Digital print on aluminum
14″ high x 11″ wide
Buy now and pick up at the Gallery at the end of the show, beginning on the 20th of February. Shipping cost will vary depending on distance; please contact us for a shipping estimate.
For our video about Oren’s pieces in the show, go to youtu.be/hsAZ9W5VZp8?t=859.
“For twenty-five years, beginning at the age of six, I used a series of cameras to take thousands of black & white photographs and a relative handful of color slides. In 1997, with the birth of our first child, I put ‘serious photography’ aside, and over the next dozen years I shot a thousand rolls of color snapshots, mostly of our family. In late 2009, I bought my first digital camera and returned to the photographic passion of that earlier quarter-century, chasing trains – predominately steam trains. You can see examples of the last decade of my photography, and the writing that I have done to go alongside it, at WhereSteamLives.net.
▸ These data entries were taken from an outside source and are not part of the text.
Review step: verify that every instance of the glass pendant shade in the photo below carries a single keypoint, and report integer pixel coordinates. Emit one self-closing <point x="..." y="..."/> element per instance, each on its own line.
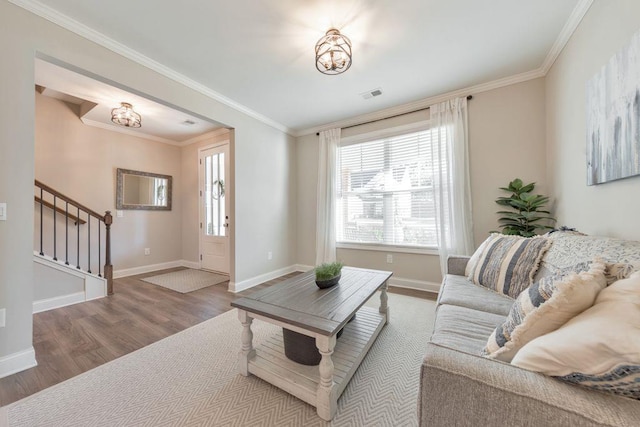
<point x="333" y="53"/>
<point x="125" y="116"/>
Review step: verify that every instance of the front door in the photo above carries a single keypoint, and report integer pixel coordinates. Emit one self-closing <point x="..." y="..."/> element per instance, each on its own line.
<point x="214" y="208"/>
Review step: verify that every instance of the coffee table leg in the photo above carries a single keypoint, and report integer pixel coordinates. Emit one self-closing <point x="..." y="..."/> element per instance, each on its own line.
<point x="384" y="308"/>
<point x="247" y="351"/>
<point x="326" y="400"/>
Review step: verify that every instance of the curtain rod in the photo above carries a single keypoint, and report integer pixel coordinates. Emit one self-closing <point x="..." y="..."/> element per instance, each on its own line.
<point x="390" y="117"/>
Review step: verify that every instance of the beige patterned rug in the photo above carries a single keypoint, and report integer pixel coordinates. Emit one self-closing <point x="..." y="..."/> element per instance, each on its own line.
<point x="187" y="280"/>
<point x="191" y="379"/>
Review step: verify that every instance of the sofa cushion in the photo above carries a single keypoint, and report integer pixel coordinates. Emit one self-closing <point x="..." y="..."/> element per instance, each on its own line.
<point x="463" y="329"/>
<point x="599" y="348"/>
<point x="507" y="264"/>
<point x="570" y="248"/>
<point x="543" y="308"/>
<point x="459" y="389"/>
<point x="457" y="290"/>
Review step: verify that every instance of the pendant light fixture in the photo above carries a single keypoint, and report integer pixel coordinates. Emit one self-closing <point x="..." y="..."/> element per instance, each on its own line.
<point x="333" y="53"/>
<point x="125" y="116"/>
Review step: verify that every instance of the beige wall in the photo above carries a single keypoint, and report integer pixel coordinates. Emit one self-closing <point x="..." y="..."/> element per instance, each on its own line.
<point x="506" y="138"/>
<point x="612" y="208"/>
<point x="81" y="161"/>
<point x="506" y="141"/>
<point x="264" y="156"/>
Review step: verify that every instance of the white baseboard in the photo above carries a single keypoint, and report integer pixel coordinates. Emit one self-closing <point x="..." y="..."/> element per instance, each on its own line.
<point x="419" y="285"/>
<point x="57" y="302"/>
<point x="249" y="283"/>
<point x="146" y="269"/>
<point x="155" y="267"/>
<point x="17" y="362"/>
<point x="191" y="264"/>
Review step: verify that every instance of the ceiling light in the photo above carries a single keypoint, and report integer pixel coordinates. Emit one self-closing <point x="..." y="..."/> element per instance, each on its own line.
<point x="125" y="116"/>
<point x="333" y="53"/>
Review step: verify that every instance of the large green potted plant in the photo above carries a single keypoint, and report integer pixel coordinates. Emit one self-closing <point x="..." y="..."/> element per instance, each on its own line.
<point x="527" y="215"/>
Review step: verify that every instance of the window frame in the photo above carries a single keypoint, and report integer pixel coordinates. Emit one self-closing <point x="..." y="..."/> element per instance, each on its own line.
<point x="423" y="125"/>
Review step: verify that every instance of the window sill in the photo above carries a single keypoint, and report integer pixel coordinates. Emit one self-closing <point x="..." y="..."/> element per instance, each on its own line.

“During the initial lockdown in the early spring of 2020, I wrote a few articles for publication in railfan-oriented magazines, and to illustrate them I went back to my old negatives and began photographing them: With a full-frame digital single-lens reflex camera (DSLR), I can get almost the resolution of a high-quality scanner, and much faster. After nine months of intermittent work, I have just barely scratched the surface of the whole collection of images, but I have already found many things that I had no memory of – like buried treasure! This photo dates from the late winter of 1981, during one of New York City’s biggest March snowstorms ever; my father and I got out of school and went down to the railroad in our neighborhood, next to the Hudson River, to take pictures of trains. And I had the good sense, even at age 15, to make this photo of the men working to clear snow from the bridge spanning Spuyten Duyvil Creek that separates the Bronx from Manhattan.”